Brandon Moreno Makes the Move to LFA
With the future of the UFC’s flyweight division up in the air, and a lot of confusion regarding his departure from the promotion, former top-10 ranked 125er Brandon Moreno has a new MMA home. In his first bout for his new promotion, Moreno will be competing for a title. Huh?
Moreno was cut by the UFC following his loss to Alexandre Pantoja in May of last year. Despite a solid run in the promotion at 125-pounds, Moreno seemed to be leaning toward moving up a weight class and fighting at bantamweight, regardless of which promotion it was for.
“What I was told was that the division was full, so I didn’t have my hopes up. but I thought that maybe I was in like a waiting list, but that was never the case. I wasn’t in any waiting list, I was cut. The moment that I found out, I started looking around.” – Brandon Moreno via MMA Fighting
But, as we’ve said, things can change rather quickly. While he may have been set on moving to bantamweight, an offer for a flyweight title fight in LFA has adjusted Moreno’s priorities. He’ll be fighting in the main event slot in his promotional debut on June 7 at LFA 69, challenging Maikel Perez for his flyweight championship. He’s signed a multi-fight contract, and looks like he’ll be an LFA property for a while.
It’ll be interesting to see the routes other UFC flyweight take should the division continue to be phased out.
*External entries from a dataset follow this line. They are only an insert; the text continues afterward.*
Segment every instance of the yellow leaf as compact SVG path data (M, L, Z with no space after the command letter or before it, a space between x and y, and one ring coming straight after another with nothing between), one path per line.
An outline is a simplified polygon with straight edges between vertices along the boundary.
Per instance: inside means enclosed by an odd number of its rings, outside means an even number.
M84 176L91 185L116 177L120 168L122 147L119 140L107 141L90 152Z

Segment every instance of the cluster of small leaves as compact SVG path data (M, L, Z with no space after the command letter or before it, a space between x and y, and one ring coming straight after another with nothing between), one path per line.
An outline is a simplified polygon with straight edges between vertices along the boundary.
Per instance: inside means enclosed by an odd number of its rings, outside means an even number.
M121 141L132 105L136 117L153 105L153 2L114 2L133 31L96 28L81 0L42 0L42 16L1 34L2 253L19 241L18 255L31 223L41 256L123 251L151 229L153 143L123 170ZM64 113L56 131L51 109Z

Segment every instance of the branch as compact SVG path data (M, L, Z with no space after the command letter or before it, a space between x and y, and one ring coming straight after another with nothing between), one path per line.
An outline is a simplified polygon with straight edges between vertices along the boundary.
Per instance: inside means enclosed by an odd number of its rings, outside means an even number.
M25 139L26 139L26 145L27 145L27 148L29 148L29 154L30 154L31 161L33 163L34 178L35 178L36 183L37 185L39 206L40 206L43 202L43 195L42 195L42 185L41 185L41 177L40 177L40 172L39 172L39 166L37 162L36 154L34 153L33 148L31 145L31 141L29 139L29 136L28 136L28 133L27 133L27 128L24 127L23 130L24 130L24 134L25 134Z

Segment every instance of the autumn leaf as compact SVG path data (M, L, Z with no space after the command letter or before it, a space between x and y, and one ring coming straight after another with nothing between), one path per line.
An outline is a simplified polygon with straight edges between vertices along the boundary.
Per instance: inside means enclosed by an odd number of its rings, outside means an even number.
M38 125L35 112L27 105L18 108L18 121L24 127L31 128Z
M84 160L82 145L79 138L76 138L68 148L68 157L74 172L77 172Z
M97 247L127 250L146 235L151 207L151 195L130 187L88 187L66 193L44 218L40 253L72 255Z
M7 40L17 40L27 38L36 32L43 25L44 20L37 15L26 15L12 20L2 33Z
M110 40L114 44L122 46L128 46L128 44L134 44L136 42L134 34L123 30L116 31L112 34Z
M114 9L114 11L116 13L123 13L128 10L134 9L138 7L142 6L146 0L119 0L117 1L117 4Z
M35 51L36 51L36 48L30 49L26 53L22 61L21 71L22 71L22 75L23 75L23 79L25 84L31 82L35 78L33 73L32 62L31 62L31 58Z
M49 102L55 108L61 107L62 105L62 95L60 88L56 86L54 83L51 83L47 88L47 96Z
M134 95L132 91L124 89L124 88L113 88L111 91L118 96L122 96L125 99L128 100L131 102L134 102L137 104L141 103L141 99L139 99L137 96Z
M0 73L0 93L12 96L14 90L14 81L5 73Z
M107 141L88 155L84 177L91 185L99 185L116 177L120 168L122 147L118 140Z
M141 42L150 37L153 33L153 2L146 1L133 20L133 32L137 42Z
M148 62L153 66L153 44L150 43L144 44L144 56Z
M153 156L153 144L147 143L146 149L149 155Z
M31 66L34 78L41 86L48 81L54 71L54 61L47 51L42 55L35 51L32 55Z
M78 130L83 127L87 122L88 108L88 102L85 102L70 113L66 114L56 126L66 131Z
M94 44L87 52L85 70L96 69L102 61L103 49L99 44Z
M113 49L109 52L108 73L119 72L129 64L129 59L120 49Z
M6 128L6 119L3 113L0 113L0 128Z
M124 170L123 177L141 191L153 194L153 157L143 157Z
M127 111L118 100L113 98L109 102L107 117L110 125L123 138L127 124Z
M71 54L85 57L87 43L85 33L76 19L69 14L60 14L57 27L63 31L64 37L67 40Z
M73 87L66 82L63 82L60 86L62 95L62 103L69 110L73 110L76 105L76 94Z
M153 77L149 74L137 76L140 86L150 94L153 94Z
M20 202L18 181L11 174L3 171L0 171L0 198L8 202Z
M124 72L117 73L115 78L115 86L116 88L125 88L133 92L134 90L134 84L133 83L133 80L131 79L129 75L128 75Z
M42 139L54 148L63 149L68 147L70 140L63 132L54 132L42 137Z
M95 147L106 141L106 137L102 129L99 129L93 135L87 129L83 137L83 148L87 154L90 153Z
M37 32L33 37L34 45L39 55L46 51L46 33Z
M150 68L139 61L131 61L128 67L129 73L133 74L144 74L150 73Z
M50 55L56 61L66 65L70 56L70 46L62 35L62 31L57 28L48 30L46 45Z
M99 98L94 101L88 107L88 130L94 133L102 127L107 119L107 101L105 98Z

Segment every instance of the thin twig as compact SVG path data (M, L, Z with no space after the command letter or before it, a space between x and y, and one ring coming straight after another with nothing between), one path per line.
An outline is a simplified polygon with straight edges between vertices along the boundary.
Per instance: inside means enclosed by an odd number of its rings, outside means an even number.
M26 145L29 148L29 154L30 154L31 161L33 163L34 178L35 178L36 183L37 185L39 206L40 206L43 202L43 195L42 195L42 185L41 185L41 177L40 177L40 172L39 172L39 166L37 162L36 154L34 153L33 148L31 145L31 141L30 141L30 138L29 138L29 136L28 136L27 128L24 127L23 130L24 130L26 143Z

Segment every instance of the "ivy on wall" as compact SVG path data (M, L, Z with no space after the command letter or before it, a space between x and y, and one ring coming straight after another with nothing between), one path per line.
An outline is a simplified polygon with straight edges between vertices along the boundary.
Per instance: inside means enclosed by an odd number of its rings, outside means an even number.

From changing divisions to changing promotions, many 125-pound fighters will have some difficult decisions to make.
USADA Screwed Tom Lawlor
USADA isn’t perfect. They’ll readily admit that. The problem is, their mistakes have massive impacts on the lives of the UFC athletes they work with. A great example of this fact is the case of Tom Lawlor.
You probably remember it. Lawlor tested positive for ostarine in October of 2016. He was then suspended by USADA for two years. Two months before his suspension was up, he was cut by the UFC. Were that suspension initially for six months, like the handful of punishments recently handed out by USADA, maybe things would’ve gone a little differently for Lawlor’s MMA career.
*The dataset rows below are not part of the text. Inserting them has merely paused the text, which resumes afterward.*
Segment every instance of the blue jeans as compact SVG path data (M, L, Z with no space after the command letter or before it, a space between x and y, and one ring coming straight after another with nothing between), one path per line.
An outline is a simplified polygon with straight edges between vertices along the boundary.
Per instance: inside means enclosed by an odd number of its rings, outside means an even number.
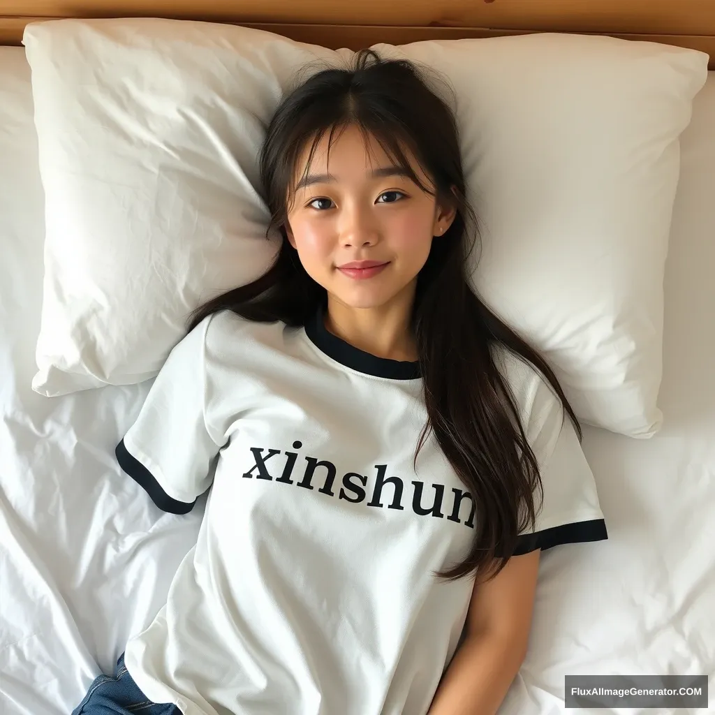
M89 688L72 715L181 715L172 703L152 703L139 689L124 666L122 653L114 678L101 675Z

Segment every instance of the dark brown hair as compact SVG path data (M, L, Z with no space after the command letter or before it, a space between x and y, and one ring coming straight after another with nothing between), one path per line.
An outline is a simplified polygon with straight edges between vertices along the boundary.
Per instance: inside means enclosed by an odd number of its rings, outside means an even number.
M298 162L306 149L312 158L322 137L330 133L332 140L335 130L349 125L378 141L423 190L457 209L446 233L433 241L418 276L412 329L428 418L415 460L433 430L475 505L469 554L435 575L453 580L473 572L493 578L513 553L518 533L534 528L534 495L537 490L543 494L536 457L493 347L506 348L541 371L579 438L581 429L548 365L487 308L470 285L467 260L476 242L477 224L465 195L456 122L414 64L383 60L372 50L363 50L349 69L320 71L283 98L260 157L272 227L281 232L282 245L266 273L198 308L190 327L225 310L250 320L280 320L290 326L304 325L314 315L326 291L303 268L284 227ZM420 182L408 154L432 187Z

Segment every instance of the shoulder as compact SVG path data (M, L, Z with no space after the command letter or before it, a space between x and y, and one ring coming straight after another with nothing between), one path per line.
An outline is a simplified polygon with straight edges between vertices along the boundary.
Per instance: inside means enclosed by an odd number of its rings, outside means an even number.
M200 343L208 353L220 354L231 346L245 352L252 344L270 344L281 339L285 327L280 320L257 322L230 310L221 310L204 318L184 340Z
M568 420L561 398L548 380L534 365L503 346L492 354L511 393L519 418L532 444L548 450Z

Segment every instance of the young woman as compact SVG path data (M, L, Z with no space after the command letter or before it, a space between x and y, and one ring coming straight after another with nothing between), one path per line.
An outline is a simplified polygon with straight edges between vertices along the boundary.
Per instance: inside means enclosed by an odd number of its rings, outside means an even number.
M494 713L541 551L607 535L556 378L470 287L454 117L364 51L285 97L260 168L274 265L117 450L166 511L212 486L198 542L74 715Z

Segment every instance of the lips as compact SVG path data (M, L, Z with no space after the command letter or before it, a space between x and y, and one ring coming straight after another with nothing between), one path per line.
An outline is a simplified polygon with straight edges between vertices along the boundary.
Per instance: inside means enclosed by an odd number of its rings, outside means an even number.
M338 268L374 268L375 266L385 265L388 261L350 261L338 266Z
M352 267L358 265L358 267ZM345 263L344 265L338 266L337 270L348 278L353 278L356 280L361 280L365 278L372 278L373 276L384 270L390 262L380 263L378 261L353 261L351 263Z

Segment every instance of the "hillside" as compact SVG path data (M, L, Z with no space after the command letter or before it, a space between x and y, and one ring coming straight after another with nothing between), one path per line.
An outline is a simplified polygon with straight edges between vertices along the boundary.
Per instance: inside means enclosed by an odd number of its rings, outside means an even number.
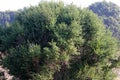
M96 2L89 9L97 14L104 22L106 29L120 40L120 7L112 2Z

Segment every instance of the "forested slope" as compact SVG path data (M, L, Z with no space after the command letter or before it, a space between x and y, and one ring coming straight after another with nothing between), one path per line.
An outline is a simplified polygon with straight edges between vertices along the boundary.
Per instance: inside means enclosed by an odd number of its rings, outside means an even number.
M117 43L96 14L40 2L0 28L3 65L21 80L113 80Z
M120 7L112 2L96 2L89 6L104 22L112 35L120 39Z

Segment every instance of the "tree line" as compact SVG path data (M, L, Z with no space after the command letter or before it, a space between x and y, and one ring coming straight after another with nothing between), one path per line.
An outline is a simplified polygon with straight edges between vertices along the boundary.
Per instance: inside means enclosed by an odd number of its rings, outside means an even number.
M21 80L113 80L117 40L89 9L40 2L0 28L3 65Z

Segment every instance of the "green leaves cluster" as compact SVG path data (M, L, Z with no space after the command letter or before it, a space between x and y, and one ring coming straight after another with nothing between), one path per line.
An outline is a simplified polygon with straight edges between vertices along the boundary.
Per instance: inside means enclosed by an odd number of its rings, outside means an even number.
M0 34L0 50L9 53L4 66L12 74L22 80L110 80L112 63L106 64L116 43L91 11L41 2L17 15Z

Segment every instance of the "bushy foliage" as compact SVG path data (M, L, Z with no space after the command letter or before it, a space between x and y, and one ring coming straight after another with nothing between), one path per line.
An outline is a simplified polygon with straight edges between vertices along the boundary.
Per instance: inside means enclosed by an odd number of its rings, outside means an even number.
M41 2L4 31L4 66L22 80L111 80L116 41L89 10Z

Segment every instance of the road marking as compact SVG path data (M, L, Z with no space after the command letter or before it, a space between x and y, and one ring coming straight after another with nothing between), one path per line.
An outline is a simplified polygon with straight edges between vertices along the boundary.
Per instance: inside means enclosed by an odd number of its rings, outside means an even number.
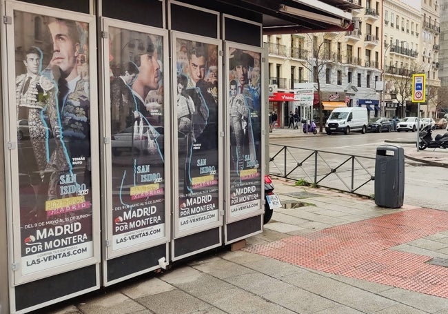
M371 146L371 145L379 145L379 144L384 144L384 141L379 141L378 143L369 143L369 144L367 144L350 145L349 146L329 147L328 148L325 148L325 149L347 148L349 148L349 147L367 146Z

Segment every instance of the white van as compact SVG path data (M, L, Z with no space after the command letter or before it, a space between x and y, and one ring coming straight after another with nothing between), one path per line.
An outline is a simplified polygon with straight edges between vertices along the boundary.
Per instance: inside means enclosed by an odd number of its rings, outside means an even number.
M325 123L325 132L328 135L336 132L349 134L351 131L360 131L364 134L367 130L367 117L365 107L336 108Z

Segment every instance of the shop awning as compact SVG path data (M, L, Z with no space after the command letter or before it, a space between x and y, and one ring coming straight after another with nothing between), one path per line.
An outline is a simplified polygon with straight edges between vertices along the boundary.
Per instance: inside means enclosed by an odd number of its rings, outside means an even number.
M274 92L269 97L269 101L294 101L294 92Z
M347 107L345 101L322 101L324 110L332 110L335 108Z

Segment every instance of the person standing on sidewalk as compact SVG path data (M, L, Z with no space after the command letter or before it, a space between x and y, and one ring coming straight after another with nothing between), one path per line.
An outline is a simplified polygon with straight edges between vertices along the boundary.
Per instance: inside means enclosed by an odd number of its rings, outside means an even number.
M277 112L272 113L272 130L275 130L275 125L277 123Z
M298 129L298 110L296 108L296 112L294 113L294 129Z
M292 113L292 111L289 112L289 124L288 125L288 128L294 128L294 115Z

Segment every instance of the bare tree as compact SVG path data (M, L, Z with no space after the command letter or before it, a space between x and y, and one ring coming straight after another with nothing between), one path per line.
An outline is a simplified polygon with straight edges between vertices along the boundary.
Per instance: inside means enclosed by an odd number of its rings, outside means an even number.
M391 99L396 99L398 108L401 108L399 115L402 118L406 116L406 101L410 101L412 95L412 75L420 73L421 66L414 63L409 68L389 66L385 72L385 94L389 94Z
M343 38L343 33L336 35ZM308 56L303 66L313 75L313 81L316 84L315 88L319 97L319 133L323 131L323 106L322 105L321 80L326 79L327 70L342 62L342 55L334 52L332 49L334 43L337 42L334 33L316 33L314 36L308 34L312 43L311 55ZM327 70L328 69L328 70Z

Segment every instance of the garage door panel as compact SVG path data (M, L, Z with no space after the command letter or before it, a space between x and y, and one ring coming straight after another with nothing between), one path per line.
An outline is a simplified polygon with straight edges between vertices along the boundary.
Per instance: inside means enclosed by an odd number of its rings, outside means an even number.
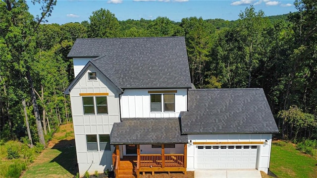
M197 149L196 147L196 167L206 169L255 169L257 151L256 148L251 147L207 146L206 149L206 146L201 146Z

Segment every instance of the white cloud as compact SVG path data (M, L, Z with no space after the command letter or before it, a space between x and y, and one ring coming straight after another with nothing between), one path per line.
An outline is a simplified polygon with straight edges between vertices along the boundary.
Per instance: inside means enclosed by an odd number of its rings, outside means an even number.
M78 18L78 17L79 17L79 15L73 14L72 13L68 14L66 15L66 16L68 17L71 17L71 18Z
M133 0L135 2L146 2L148 1L156 1L156 0Z
M173 0L173 1L177 2L187 2L188 1L189 1L189 0Z
M234 1L230 4L231 5L249 5L252 3L254 0L240 0Z
M107 1L107 3L122 3L122 0L108 0Z
M278 1L268 1L265 2L265 5L278 5L280 2Z
M286 3L286 4L282 3L282 4L281 4L281 6L282 7L290 7L290 6L291 6L292 5L293 5L293 4L292 4L291 3Z

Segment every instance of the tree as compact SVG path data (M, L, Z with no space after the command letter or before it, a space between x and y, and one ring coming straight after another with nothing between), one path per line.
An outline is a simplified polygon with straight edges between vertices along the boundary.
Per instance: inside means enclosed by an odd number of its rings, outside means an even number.
M180 26L185 33L192 82L202 88L206 79L212 77L209 61L214 28L202 18L196 17L183 18Z
M149 35L153 37L176 36L180 30L179 26L166 17L158 17L148 26Z
M289 124L289 138L293 138L293 132L295 127L294 141L296 141L298 132L304 128L314 128L317 126L314 115L305 113L297 106L291 106L288 110L282 110L278 113L278 116Z
M264 41L265 29L269 26L269 21L264 17L264 12L260 10L256 12L253 6L247 7L244 12L239 15L239 42L245 54L246 66L248 75L247 87L251 86L253 70L258 66L259 61L264 60L264 54L267 49Z
M1 1L1 11L6 14L7 22L3 35L6 45L11 54L11 61L9 68L11 70L10 77L17 79L17 77L26 78L29 87L29 96L32 101L36 118L40 143L45 146L41 117L34 92L33 76L31 75L31 63L36 52L35 37L41 23L45 21L46 17L51 15L55 0L35 0L34 3L41 2L41 15L38 15L34 20L33 16L29 12L25 0ZM4 5L5 4L5 5ZM4 30L3 30L4 31ZM26 81L17 80L15 81L23 85Z
M101 8L93 12L89 17L89 38L114 38L120 37L120 27L114 14L109 10Z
According to USADA, it’s just a case of bad timing. Because, were his case to be taken up today, rather than a couple of years ago, his suspension would likely be more along the lines of six months, not two years. Huh?
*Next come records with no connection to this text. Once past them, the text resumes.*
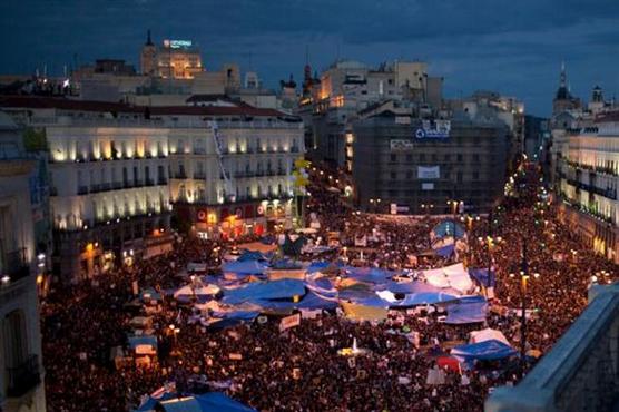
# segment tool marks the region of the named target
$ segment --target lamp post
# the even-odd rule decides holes
[[[522,238],[522,262],[520,265],[520,292],[522,294],[522,317],[520,320],[520,354],[524,361],[527,352],[527,281],[529,279],[529,262],[527,262],[527,242]]]

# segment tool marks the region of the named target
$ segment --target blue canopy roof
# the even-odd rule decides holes
[[[454,251],[455,251],[455,246],[452,243],[451,245],[445,245],[445,246],[442,246],[442,247],[439,247],[439,248],[434,249],[434,253],[436,253],[436,255],[439,255],[441,257],[448,258],[451,255],[453,255]]]
[[[458,300],[458,296],[449,295],[443,292],[421,292],[406,295],[402,301],[390,303],[390,306],[433,305],[436,303],[450,302],[455,300]]]
[[[452,355],[461,357],[466,362],[473,360],[494,361],[513,356],[517,353],[513,347],[498,340],[460,345],[451,350]]]
[[[338,306],[336,301],[326,300],[314,292],[307,292],[305,297],[298,303],[298,308],[307,310],[334,310]]]
[[[454,229],[455,227],[455,229]],[[436,226],[434,226],[434,228],[432,229],[432,233],[434,234],[434,237],[436,238],[443,238],[443,237],[448,237],[448,236],[453,236],[453,233],[455,230],[455,237],[456,238],[462,238],[465,235],[465,230],[462,226],[460,226],[459,224],[454,224],[453,220],[443,220],[440,224],[438,224]]]
[[[377,267],[353,267],[347,266],[346,268],[348,277],[354,278],[360,282],[367,282],[374,284],[386,283],[387,279],[393,277],[394,273],[387,269],[382,269]]]
[[[464,324],[485,321],[488,302],[483,296],[465,296],[459,302],[448,305],[445,323]]]
[[[413,294],[413,293],[423,293],[423,292],[441,292],[440,287],[432,286],[425,282],[393,282],[389,281],[387,283],[380,285],[376,287],[377,291],[390,291],[391,293],[403,293],[403,294]]]
[[[157,347],[157,337],[150,335],[129,336],[129,347],[136,349],[138,345],[150,345]]]
[[[265,273],[267,265],[258,261],[234,261],[227,262],[222,266],[223,272],[236,273],[239,275],[262,275]]]
[[[497,287],[497,274],[492,271],[489,272],[487,268],[470,268],[469,275],[480,286]]]
[[[263,255],[261,252],[252,252],[252,251],[247,251],[245,249],[240,256],[238,256],[238,258],[236,259],[236,262],[247,262],[247,261],[258,261],[258,262],[266,262],[268,261],[266,258],[265,255]]]
[[[236,305],[253,300],[292,298],[305,294],[305,284],[299,279],[278,279],[249,283],[247,286],[224,292],[222,302]]]
[[[253,412],[255,409],[244,405],[220,392],[159,401],[166,412]],[[140,409],[141,410],[141,409]]]

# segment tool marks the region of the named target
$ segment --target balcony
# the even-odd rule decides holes
[[[30,274],[30,267],[26,261],[26,247],[7,252],[2,262],[4,263],[2,273],[9,275],[11,281],[18,281]]]
[[[7,367],[9,398],[22,396],[41,383],[39,356],[30,355],[20,365]]]

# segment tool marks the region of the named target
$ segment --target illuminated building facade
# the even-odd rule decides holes
[[[150,38],[150,31],[143,47],[143,75],[173,79],[193,79],[196,73],[204,71],[200,51],[191,40],[164,40],[156,47]]]
[[[170,195],[175,213],[199,236],[262,234],[292,223],[293,164],[305,151],[297,117],[246,105],[153,110],[174,124]]]
[[[167,128],[118,104],[17,98],[2,105],[46,133],[52,269],[62,281],[169,247]]]
[[[560,217],[593,251],[619,262],[619,112],[602,114],[564,137],[557,174]]]
[[[0,112],[0,410],[43,412],[36,253],[29,176],[21,131]]]

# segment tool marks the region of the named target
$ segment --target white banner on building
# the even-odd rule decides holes
[[[286,316],[279,323],[279,332],[284,332],[287,328],[298,326],[301,324],[301,313],[296,315]]]
[[[440,166],[419,166],[417,178],[420,179],[439,179],[441,178]]]
[[[391,151],[410,151],[413,149],[413,140],[410,139],[391,139]]]

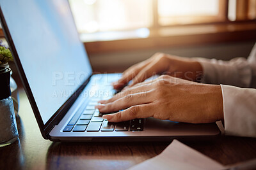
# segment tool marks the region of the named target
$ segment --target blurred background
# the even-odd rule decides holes
[[[157,52],[223,60],[247,57],[256,41],[256,0],[69,3],[97,72],[123,71]],[[0,36],[4,38],[1,30]]]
Hello @usantidoping can you please explain the difference between the 4 recent cases of @ufc fighters being given 6 months for ostarine while I was sanctioned for 2 years? I’d like to believe in fairness by your organization but I would like some clarity please.
— “Filthy” Tom Lawlor (@FilthyTomLawlor) April 25, 2019
“While the facts in Lawlor are similar but not necessarily identical to the ostarine cases announced this week, he received the standard sanction at the time for his violation announced in 2017,” USADA communications director Adam Woullard said. “If his case arose today, he might have been eligible for a lower sanction and would have the ability to challenge to an independent arbitrator to determine the final consequence.” – via Bloody Elbow
Well, that sucks. Of course, it’s part of the evolution of USADA’s involvement with the UFC. And it’s good that things seem to be getting better and not worse. It’s just a bummer that the likes of Tom Lawlor, and more, have to be sacrificed along the way. Especially when it may not even lead to the alleged Promised Land of a completely “clean” promotion. Whatever that would mean.
Thankfully, when it comes to Lawlor, he’s found another calling: professional wrestling. He’s currently wrestling for Major League Wrestling. Lawlor even made his return to MMA last November at Golden Boy Promotion’s debut MMA event.
We won’t be seeing Brock Lesnar competing in the UFC anytime soon. The same could be said for Brandon Moreno. Tom Lawlor is in the same boat as well, no thanks to USADA. Regardless of their UFC status, each guy seems to be doing just fine outside of MMA’s premier promotion. Huh.